Hacker News new | ask | show | jobs
by Buttons840 3259 days ago
> focus a lot of his time on the data itself... from where he intends to collect it? how is it structured? is it reliable? is it "enough"?

What's the best books on this subject? I suppose it's a very broad topic and thus more difficult to talk about than a single "neural network" algorithm.

3 comments

Interested in what part of that you feel needs to be explained in more depth? Not sure reading several books is necessary for explaining data collection and data munging...to me it's definitely something best learned by doing.

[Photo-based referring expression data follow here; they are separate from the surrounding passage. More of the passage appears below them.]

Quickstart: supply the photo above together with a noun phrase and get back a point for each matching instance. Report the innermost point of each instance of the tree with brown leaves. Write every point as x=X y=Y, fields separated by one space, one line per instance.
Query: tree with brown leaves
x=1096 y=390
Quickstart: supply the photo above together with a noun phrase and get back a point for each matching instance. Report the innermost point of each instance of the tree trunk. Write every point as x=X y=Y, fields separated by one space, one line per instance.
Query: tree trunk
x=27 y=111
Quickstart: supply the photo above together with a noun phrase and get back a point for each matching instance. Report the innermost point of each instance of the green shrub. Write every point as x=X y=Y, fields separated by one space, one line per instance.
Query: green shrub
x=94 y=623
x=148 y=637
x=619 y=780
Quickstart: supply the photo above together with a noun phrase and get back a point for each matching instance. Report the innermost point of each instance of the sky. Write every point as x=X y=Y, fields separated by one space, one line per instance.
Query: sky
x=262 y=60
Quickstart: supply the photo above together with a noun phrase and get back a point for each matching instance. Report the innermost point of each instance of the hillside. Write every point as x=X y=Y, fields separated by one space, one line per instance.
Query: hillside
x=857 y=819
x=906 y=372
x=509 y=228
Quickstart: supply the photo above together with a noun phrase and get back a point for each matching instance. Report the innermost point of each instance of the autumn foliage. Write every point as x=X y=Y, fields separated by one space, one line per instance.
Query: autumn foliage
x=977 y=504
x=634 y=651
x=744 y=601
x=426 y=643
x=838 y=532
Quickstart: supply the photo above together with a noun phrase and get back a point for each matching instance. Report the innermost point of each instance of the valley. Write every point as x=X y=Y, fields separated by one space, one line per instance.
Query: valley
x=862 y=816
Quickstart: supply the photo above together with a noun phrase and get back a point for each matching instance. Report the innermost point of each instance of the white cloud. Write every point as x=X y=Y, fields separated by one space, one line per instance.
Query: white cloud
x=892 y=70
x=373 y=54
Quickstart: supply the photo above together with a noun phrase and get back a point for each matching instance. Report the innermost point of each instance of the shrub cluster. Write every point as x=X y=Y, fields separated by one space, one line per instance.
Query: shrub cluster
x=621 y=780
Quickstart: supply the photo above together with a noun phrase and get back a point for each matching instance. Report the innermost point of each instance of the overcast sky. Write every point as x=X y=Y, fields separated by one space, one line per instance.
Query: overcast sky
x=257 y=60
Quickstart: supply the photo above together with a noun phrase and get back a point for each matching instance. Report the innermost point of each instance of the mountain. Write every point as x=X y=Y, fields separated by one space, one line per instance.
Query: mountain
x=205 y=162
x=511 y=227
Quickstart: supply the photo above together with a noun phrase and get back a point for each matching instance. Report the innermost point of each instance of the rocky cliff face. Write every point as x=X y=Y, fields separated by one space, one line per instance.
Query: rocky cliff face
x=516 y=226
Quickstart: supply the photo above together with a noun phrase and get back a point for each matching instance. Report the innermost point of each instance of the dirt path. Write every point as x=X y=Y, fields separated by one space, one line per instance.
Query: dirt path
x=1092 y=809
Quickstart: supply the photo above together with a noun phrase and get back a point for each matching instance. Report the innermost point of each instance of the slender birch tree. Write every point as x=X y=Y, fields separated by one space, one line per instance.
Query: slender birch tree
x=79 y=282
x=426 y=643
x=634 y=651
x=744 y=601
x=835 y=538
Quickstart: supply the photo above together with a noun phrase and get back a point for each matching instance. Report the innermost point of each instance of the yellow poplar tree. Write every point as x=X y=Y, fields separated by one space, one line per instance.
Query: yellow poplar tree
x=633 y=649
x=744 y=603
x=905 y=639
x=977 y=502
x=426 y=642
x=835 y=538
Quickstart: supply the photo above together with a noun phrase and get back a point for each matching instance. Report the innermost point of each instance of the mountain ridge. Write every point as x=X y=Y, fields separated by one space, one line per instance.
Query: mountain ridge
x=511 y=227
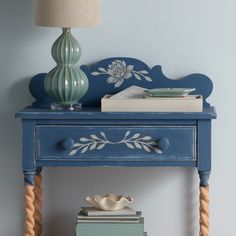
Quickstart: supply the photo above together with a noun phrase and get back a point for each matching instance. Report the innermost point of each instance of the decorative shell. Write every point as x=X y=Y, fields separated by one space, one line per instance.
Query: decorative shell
x=109 y=202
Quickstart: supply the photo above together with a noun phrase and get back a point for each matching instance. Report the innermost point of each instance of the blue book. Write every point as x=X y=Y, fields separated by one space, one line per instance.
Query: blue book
x=108 y=229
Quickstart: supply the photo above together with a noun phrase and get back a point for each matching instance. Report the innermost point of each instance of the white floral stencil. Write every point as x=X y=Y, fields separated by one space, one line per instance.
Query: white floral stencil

work in data analysis/stats

Lots of things are best learned by doing. I just noticed there are dozens of books about machine learning algorithms but none on how to gather data. Of course, both those things can be learned independently, but I think there's room for at least a few books about data gathering considering it's so important for good machine learning results.
Here at Manning (we're publishing Francois Book) have something in our early access program on this now - https://www.manning.com/books/the-art-of-data-usability
This is the domain of statistics, isn't it?
Agreed. AFAIK, only statistics has addressed the question of info sufficiency in data and discriminative power of method. Personally, I think the former is an enormously important subject that isn't addressed well in most ML texts. How much data is necessary to answer a given question in practice? How do you know if your data or method are "good enough"?

From what I've seen, statistics addresses these questions better than CS-taught ML does. CS-based ML is no different from algorithm analysis; it suffers from sensitivity to limits inherent in the data. But ML courses often don't address these limits very rigorously. Yet knowing those limits is all important when effectively mining information at a professional level.

If you can't tell the decision maker what you know and what you don't, your inference/prediction really isn't useful. From what I've seen, statistics addresses this best.